Ela também destacou o caso do SAF (Combustível Sustentável de Aviação), em que o Brasil pode ocupar até um terço do mercado global se investir corretamente em tecnologias como a fermentação de etanol de segunda geração e o uso de biomassa de plantas nativas como a macaúba. “Esse plano tem CEP. Ele mostra onde estão as oportunidades e onde estão as pessoas que podem aproveitá-las. A transformação ecológica precisa ser territorializada para ser real.”
Para as próximas etapas, Patricia anunciou que o Instituto AYA entregará também uma ferramenta digital que permitirá ao governo e aos investidores identificarem geograficamente onde estão os pontos de virada mapeados.

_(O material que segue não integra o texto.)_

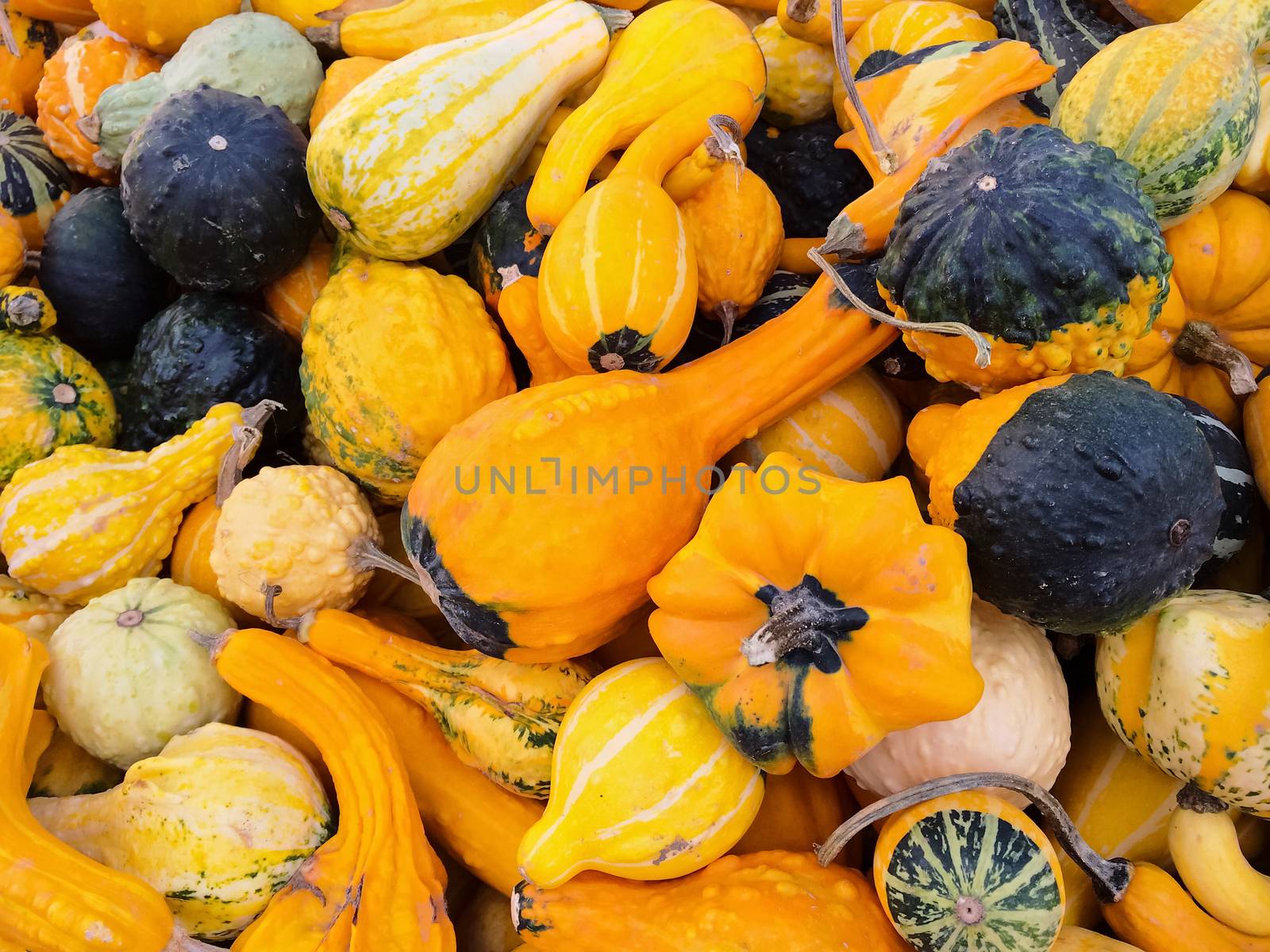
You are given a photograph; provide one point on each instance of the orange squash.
(74, 79)
(579, 568)
(1213, 334)
(618, 287)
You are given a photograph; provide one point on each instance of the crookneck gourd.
(656, 63)
(1213, 333)
(54, 898)
(217, 822)
(499, 717)
(575, 571)
(643, 784)
(761, 900)
(427, 348)
(86, 520)
(478, 105)
(783, 647)
(1090, 300)
(1123, 508)
(619, 282)
(1179, 101)
(376, 882)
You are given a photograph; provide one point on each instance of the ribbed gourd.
(252, 54)
(50, 397)
(499, 717)
(217, 822)
(75, 78)
(124, 676)
(1179, 101)
(657, 63)
(425, 346)
(643, 784)
(476, 106)
(1094, 283)
(86, 520)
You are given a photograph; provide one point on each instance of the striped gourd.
(854, 431)
(86, 520)
(1179, 101)
(643, 784)
(413, 155)
(969, 871)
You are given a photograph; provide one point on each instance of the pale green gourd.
(249, 54)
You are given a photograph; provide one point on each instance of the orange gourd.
(734, 222)
(618, 287)
(774, 900)
(86, 67)
(1213, 334)
(375, 884)
(578, 568)
(291, 298)
(670, 54)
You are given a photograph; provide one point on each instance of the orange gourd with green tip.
(579, 568)
(668, 54)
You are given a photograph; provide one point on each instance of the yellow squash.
(86, 520)
(643, 784)
(414, 154)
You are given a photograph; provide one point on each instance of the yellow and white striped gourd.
(643, 784)
(413, 155)
(854, 431)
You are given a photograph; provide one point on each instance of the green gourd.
(249, 54)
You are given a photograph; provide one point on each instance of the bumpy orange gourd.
(813, 616)
(660, 60)
(291, 298)
(86, 67)
(54, 899)
(618, 289)
(375, 884)
(1213, 333)
(579, 568)
(734, 222)
(162, 25)
(772, 900)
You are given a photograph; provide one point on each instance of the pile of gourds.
(601, 478)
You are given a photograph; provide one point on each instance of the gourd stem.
(1202, 343)
(1191, 797)
(982, 348)
(887, 160)
(1110, 877)
(366, 554)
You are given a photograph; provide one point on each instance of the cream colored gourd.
(86, 520)
(404, 188)
(300, 530)
(125, 678)
(217, 822)
(643, 784)
(1022, 725)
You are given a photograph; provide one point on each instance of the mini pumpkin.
(814, 615)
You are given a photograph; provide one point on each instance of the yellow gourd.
(643, 784)
(87, 520)
(292, 539)
(217, 822)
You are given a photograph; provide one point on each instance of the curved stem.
(1202, 343)
(1110, 877)
(982, 348)
(887, 160)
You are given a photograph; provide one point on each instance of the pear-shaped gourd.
(217, 822)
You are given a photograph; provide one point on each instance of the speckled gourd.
(217, 822)
(475, 107)
(252, 54)
(87, 520)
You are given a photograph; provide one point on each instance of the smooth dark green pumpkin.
(1022, 232)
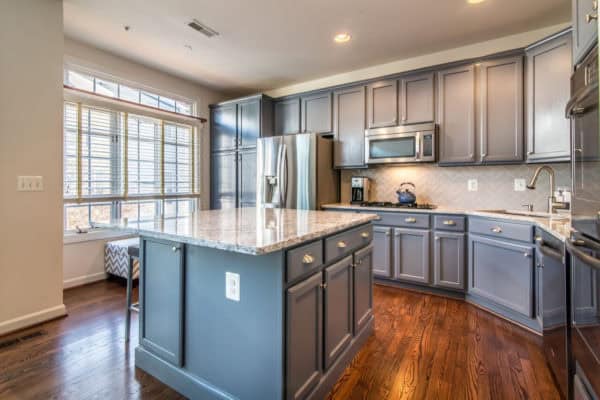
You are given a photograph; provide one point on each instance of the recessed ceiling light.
(342, 37)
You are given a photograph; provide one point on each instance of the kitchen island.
(253, 303)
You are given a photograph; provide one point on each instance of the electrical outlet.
(520, 185)
(232, 286)
(472, 185)
(30, 183)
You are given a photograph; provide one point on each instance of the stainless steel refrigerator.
(296, 171)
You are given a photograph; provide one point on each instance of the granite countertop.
(559, 227)
(247, 230)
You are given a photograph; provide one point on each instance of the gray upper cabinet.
(456, 115)
(224, 128)
(548, 70)
(585, 27)
(382, 104)
(501, 110)
(338, 309)
(317, 113)
(349, 127)
(411, 255)
(304, 345)
(417, 99)
(287, 116)
(449, 260)
(382, 252)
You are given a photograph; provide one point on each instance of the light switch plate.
(232, 286)
(520, 185)
(472, 185)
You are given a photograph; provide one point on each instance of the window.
(119, 165)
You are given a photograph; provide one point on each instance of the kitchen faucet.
(553, 205)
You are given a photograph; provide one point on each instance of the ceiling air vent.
(200, 27)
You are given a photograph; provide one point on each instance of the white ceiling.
(265, 44)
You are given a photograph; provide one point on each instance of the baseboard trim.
(84, 280)
(35, 318)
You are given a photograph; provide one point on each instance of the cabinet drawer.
(346, 242)
(449, 223)
(303, 260)
(501, 229)
(407, 220)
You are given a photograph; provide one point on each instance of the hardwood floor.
(424, 347)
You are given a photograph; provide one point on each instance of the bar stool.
(134, 254)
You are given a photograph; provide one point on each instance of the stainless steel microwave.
(400, 144)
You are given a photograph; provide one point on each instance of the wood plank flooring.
(424, 347)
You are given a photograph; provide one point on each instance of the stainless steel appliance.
(360, 187)
(583, 248)
(400, 144)
(295, 171)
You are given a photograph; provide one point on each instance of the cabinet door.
(223, 180)
(249, 123)
(382, 254)
(287, 116)
(161, 299)
(501, 110)
(304, 333)
(585, 30)
(363, 288)
(456, 115)
(338, 309)
(382, 104)
(411, 255)
(247, 178)
(316, 113)
(502, 272)
(349, 127)
(449, 260)
(224, 128)
(548, 89)
(416, 99)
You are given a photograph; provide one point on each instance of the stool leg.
(129, 290)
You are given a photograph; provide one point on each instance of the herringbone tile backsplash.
(447, 186)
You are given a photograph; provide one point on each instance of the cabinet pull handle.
(308, 259)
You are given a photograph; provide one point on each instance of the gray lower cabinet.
(449, 260)
(501, 110)
(411, 255)
(161, 321)
(363, 288)
(382, 251)
(349, 127)
(585, 27)
(503, 273)
(456, 115)
(316, 113)
(382, 104)
(548, 71)
(287, 116)
(304, 345)
(338, 309)
(417, 99)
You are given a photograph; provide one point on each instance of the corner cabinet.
(349, 127)
(548, 71)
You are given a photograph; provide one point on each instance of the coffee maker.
(360, 189)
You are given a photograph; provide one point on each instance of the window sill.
(95, 234)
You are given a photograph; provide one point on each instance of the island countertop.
(247, 230)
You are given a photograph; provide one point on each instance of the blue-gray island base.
(304, 310)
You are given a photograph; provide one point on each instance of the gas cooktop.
(389, 204)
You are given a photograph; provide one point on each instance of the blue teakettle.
(405, 196)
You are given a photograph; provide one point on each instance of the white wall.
(31, 61)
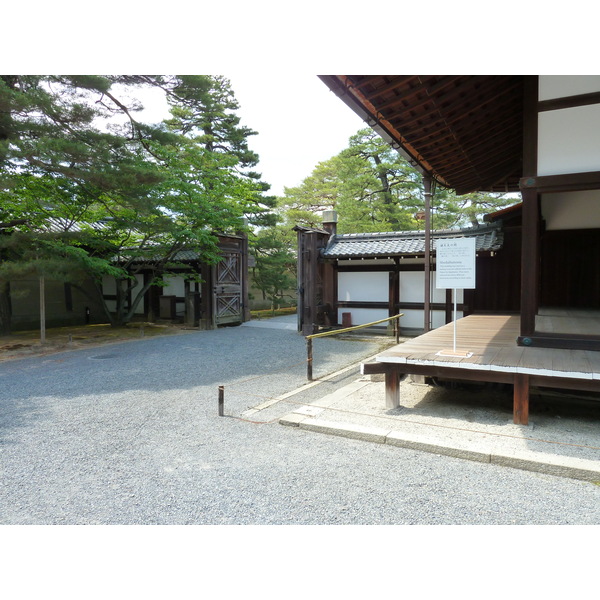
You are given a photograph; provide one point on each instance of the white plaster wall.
(109, 288)
(412, 288)
(568, 140)
(572, 210)
(175, 286)
(109, 285)
(360, 316)
(140, 282)
(363, 287)
(562, 86)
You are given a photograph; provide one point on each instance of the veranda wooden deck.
(490, 353)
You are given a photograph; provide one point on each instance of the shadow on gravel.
(255, 361)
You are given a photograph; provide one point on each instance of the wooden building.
(354, 279)
(221, 298)
(537, 135)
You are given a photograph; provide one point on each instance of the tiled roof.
(412, 243)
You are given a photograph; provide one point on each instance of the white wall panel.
(363, 287)
(175, 286)
(572, 210)
(562, 86)
(360, 316)
(568, 140)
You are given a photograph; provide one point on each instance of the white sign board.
(455, 263)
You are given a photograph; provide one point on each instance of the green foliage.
(275, 270)
(373, 188)
(95, 190)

Na nova fase, ainda serão trabalhados temas como diplomacia climática, green jobs e green trades.
Brasil como modelo de prosperidade sustentável
Paul Polman reforçou o potencial transformador da abordagem brasileira: “O que está sendo feito aqui pode virar modelo para o mundo. Não é só sobre cortar carbono, é sobre construir uma economia mais resiliente, mais justa e mais competitiva. E se o Brasil conseguir mostrar que isso é possível — que crescer, incluir e descarbonizar são objetivos compatíveis — ele se tornará líder legítimo do novo desenvolvimento global.”
Com o lançamento oficial do relatório, o governo brasileiro reforça sua posição no centro das discussões climáticas e econômicas globais, de olho na COP30 e nos desafios da próxima década. O Brasil, com seu capital natural e humano, pode se tornar não apenas uma referência ambiental, mas um modelo de prosperidade verde inclusiva para o mundo.